The goal of strapgod is to create virtual groups on top of a tibble
or grouped_df
as a way of resampling the original data frame. You can
then efficiently perform various dplyr operations on this
resampled_df
, like: summarise()
, do()
, group_map()
, and more, to
easily compute bootstrapped and resampled statistics.
You can install the released version of strapgod from CRAN with:
install.packages("strapgod")
Install the development version from GitHub with:
devtools::install_github("DavisVaughan/strapgod")

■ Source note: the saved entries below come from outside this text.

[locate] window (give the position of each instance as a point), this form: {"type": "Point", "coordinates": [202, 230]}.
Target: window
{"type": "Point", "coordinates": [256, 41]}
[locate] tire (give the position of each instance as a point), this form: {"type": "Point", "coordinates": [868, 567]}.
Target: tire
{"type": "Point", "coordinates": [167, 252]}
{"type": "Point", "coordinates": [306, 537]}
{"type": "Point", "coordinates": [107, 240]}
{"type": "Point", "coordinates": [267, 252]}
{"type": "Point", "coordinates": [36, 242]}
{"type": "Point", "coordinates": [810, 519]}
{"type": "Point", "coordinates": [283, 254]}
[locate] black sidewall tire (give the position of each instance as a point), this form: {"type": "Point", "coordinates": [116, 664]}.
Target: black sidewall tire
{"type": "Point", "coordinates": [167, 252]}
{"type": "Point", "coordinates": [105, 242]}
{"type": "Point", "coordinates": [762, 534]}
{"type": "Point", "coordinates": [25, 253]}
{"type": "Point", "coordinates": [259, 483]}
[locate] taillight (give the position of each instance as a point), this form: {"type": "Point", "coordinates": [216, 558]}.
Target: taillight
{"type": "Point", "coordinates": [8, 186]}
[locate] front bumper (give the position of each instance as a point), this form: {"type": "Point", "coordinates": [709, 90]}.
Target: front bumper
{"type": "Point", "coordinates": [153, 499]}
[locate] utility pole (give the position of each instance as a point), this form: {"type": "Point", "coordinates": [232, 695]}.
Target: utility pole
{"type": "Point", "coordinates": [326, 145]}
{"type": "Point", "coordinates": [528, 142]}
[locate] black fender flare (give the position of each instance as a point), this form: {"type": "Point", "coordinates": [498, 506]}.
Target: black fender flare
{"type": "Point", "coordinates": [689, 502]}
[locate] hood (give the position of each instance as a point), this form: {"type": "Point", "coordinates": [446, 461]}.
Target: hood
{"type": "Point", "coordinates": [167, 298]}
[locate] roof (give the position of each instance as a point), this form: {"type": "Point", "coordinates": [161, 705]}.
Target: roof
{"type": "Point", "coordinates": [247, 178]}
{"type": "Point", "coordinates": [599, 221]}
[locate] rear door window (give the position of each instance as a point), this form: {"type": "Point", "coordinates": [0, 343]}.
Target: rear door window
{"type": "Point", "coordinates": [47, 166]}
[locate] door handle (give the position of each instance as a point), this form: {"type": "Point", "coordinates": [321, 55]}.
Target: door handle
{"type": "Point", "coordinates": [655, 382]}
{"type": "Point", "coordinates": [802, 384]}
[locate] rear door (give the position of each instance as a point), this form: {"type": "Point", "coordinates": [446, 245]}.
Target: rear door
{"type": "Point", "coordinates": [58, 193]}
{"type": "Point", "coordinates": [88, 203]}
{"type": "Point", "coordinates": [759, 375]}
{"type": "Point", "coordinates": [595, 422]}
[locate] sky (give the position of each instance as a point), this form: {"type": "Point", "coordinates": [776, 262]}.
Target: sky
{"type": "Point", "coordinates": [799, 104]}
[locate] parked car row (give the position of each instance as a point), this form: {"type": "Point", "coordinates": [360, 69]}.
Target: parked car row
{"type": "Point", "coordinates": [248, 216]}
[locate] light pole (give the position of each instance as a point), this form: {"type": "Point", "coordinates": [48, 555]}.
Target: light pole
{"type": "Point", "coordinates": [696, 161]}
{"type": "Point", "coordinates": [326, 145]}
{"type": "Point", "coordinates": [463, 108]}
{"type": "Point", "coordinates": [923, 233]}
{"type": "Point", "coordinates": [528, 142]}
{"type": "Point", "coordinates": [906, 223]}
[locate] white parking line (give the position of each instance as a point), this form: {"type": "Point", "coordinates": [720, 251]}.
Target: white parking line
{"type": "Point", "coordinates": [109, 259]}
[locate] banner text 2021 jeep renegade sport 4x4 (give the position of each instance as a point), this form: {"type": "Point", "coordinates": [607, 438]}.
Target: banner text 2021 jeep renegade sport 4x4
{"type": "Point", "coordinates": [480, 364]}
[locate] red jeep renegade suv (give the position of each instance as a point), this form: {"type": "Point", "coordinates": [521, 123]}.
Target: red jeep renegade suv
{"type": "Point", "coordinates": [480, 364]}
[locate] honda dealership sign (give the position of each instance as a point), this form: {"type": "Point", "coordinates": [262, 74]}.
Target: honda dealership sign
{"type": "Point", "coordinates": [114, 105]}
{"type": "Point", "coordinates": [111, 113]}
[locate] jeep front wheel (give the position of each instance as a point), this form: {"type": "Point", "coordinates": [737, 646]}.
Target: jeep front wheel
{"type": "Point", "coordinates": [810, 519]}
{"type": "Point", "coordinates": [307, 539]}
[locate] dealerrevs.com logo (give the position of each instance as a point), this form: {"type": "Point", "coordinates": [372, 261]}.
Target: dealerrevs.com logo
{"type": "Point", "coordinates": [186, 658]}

If you aren’t already on the pkgdown site, I would encourage starting there. From there, you will be able to click on these two vignettes to learn about working with resampled tibbles.
-
vignette("virtual-bootstraps", "strapgod")
-
vignette("dplyr-support", "strapgod")
Create resampled data frames with bootstrapify()
or samplify()
.
Notice how we grouped by the virtual column, .bootstrap
and there
are still only 150 rows even though we bootstrapped this dataset 10
times.
library(strapgod)
library(dplyr)
set.seed(123)
bootstrapify(iris, 10)
#> # A tibble: 150 x 5
#> # Groups: .bootstrap [10]
#> Sepal.Length Sepal.Width Petal.Length Petal.Width Species
#> <dbl> <dbl> <dbl> <dbl> <fct>
#> 1 5.1 3.5 1.4 0.2 setosa
#> 2 4.9 3 1.4 0.2 setosa
#> 3 4.7 3.2 1.3 0.2 setosa
#> 4 4.6 3.1 1.5 0.2 setosa
#> 5 5 3.6 1.4 0.2 setosa
#> 6 5.4 3.9 1.7 0.4 setosa
#> 7 4.6 3.4 1.4 0.3 setosa
#> 8 5 3.4 1.5 0.2 setosa
#> 9 4.4 2.9 1.4 0.2 setosa
#> 10 4.9 3.1 1.5 0.1 setosa
#> # … with 140 more rows
You can feed a resampled_df
into summarise()
or group_map()
to
perform efficient bootstrapped computations.
iris %>%
bootstrapify(10) %>%
summarise(per_strap_mean = mean(Petal.Width))
#> # A tibble: 10 x 2
#> .bootstrap per_strap_mean
#> <int> <dbl>
#> 1 1 1.20
#> 2 2 1.22
#> 3 3 1.23
#> 4 4 1.13
#> 5 5 1.20
#> 6 6 1.15
#> 7 7 1.18
#> 8 8 1.13
#> 9 9 1.31
#> 10 10 1.19
The original data can be grouped as well, and the bootstraps will be created for each group.
iris %>%
group_by(Species) %>%
bootstrapify(10) %>%
summarise(per_strap_per_species_mean = mean(Petal.Width))
#> # A tibble: 30 x 3
#> # Groups: Species [3]
#> Species .bootstrap per_strap_per_species_mean
#> <fct> <int> <dbl>
#> 1 setosa 1 0.25
#> 2 setosa 2 0.246
#> 3 setosa 3 0.24
#> 4 setosa 4 0.238
#> 5 setosa 5 0.252
#> 6 setosa 6 0.274
#> 7 setosa 7 0.238
#> 8 setosa 8 0.258
#> 9 setosa 9 0.252
#> 10 setosa 10 0.256
#> # … with 20 more rows
A fun example of using strapgod is to create bootstrapped visualizations quickly and easily for hypothetical outcome plots.
set.seed(123)
library(ggplot2)
# without bootstrap
mtcars %>%
ggplot(aes(hp, mpg)) +
geom_smooth(se = FALSE) +
ylim(y = c(0, 40))
# with bootstrap
mtcars %>%
bootstrapify(10) %>%
collect() %>%
ggplot(aes(hp, mpg, group = .bootstrap)) +
geom_smooth(se = FALSE) +
ylim(y = c(0, 40))
-
Claus Wilke has used strapgod to power some pieces of his ungeviz package for visualizing uncertainty.
-
You can watch Claus’s rstudio::conf 2019 talk to see ungeviz and strapgod in action.